These terms can help you understand and learn important words and concepts from the book.
Accountancy: A system to manage business records and financial accounts (information concerning money).
Carbon emissions: Greenhouse gases, released when we burn fossil fuels such as coal, oil and gas, are causing global warming.
Clean energy: Energy from resources that do not release greenhouse gas emissions, such as wind and sun.
Climate change: The process of changes in the environment around us over a period of time. These changes include the warming of the Earth’s surface and rising sea levels caused by humans burning fossil fuels and releasing greenhouse gases into the atmosphere.
Deposition: A process where materials such as soil or rocks are transported by wind, water or ice to make up a new land type, such as a mountain.

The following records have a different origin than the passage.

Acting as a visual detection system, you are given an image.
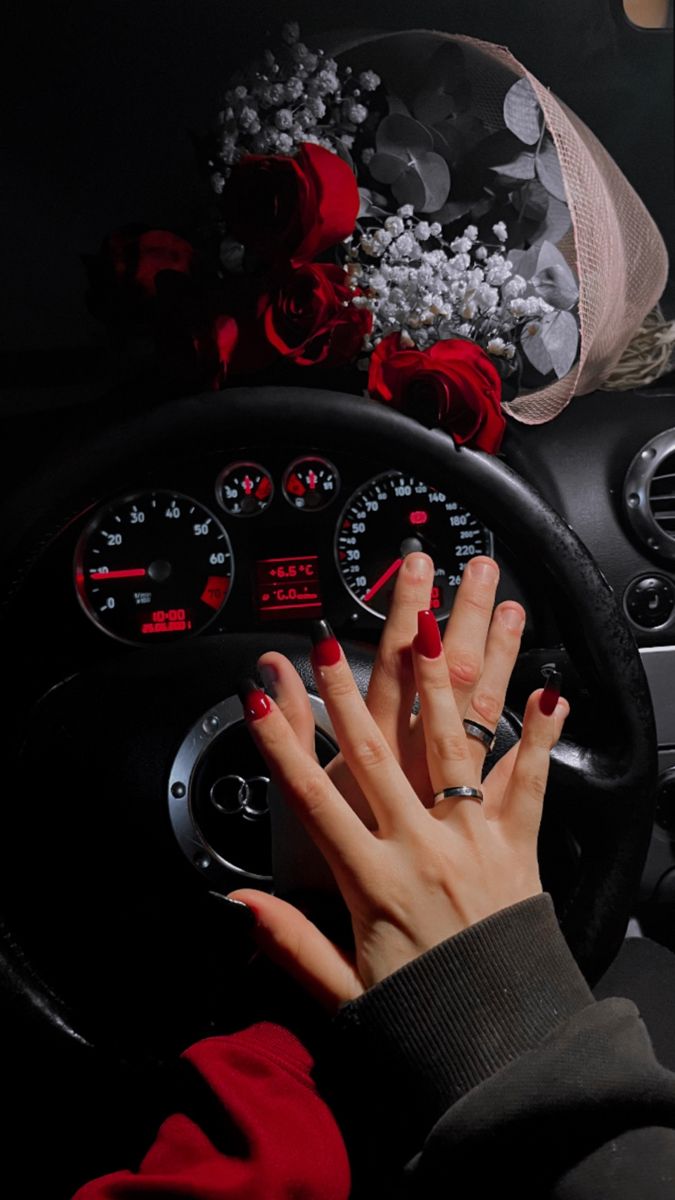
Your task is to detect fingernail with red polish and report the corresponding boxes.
[414,608,443,659]
[539,667,562,716]
[310,620,340,667]
[239,679,271,721]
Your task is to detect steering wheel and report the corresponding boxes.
[0,388,656,1070]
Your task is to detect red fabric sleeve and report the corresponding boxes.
[73,1022,351,1200]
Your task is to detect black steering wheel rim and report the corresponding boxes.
[0,388,656,1043]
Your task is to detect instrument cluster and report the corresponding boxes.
[74,448,492,644]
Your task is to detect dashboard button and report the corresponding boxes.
[623,575,675,629]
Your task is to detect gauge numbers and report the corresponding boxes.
[74,492,233,644]
[335,472,492,618]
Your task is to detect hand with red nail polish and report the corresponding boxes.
[228,556,567,1008]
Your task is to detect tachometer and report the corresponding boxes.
[76,492,233,642]
[335,470,492,617]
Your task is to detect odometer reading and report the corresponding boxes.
[76,492,233,643]
[335,472,492,617]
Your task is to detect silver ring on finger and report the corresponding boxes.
[434,787,483,804]
[461,720,497,754]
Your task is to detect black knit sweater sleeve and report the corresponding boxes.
[334,895,675,1200]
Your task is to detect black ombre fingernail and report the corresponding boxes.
[238,679,270,721]
[539,662,562,716]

Electricity grid: The network for generating and distributing electricity, which connects power plants or wind farms to our homes, schools, offices and factories.
Erosion: The process whereby soil is washed away by wind or water
European law: The set of rules which guides the way people live in the European Union.
European Commission: The organisation at the centre of the European Union, which suggests policies to create change in Europe.
European Green Deal: This is the European Union’s plan to become more sustainable by reducing greenhouse gas emissions enormously, promoting more local and sustainable products, creating better jobs for people and many other projects that aim at making our lives more environmentally friendly.
Finance: The management of money.
Fossil fuels: Oil, gas and coal are fossils fuels as they are made from the fossils of animals and plants buried in the earth, which have broken down over millions of years. Burning them releases lots of energy and greenhouse gases.
Global warming: The increase in Earth’s average temperature over a long period of time.
Greenhouse gases: Burning fossil fuels releases greenhouse gases, such as carbon dioxide (CO2) and methane, which are causing climate change.
Master’s degree or Master’s: A degree (diploma) awarded by a college or university, to students who have successfully completed a number of subjects and passed the exams. This usually takes four to five years of studies.
NASA: The National Aeronautics and Space Administration in the US, which studies space and space travel.
Political science: The study of how groups of people make decisions together, through governments or other forms of agreement.
Renewable energy or sustainable energy: Energy from resources that are naturally replaceable and don’t pollute the environment, such as wind, water and sun.
Rotor blades: These are the most important parts of wind turbines. They capture wind and transform it into energy. They can have different lengths and shapes to catch different types of wind.
Solar farm: When lots of solar panels are built together in an organised manner to capture the sun’s energy and generate electricity.
Sustainable: When humans live and interact with the environment and its natural resources in a smart and careful way. It is important to ensure there will be enough natural resources (food, water, plants and animals) left for future generations. We should use all resources in a thoughtful, and not a wasteful, way.
Waste materials: Items which are thrown away and become rubbish, like the wrapping on a chocolate bar. Some of this waste can be recycled into new products or reused for another purpose.
Wind farm: A group of wind turbines that are built and connected together either on land or at sea.
Wind flows: The movement of air.
Wind tunnel: A long chamber through which air is forced through to test how the wind reacts in different circumstances.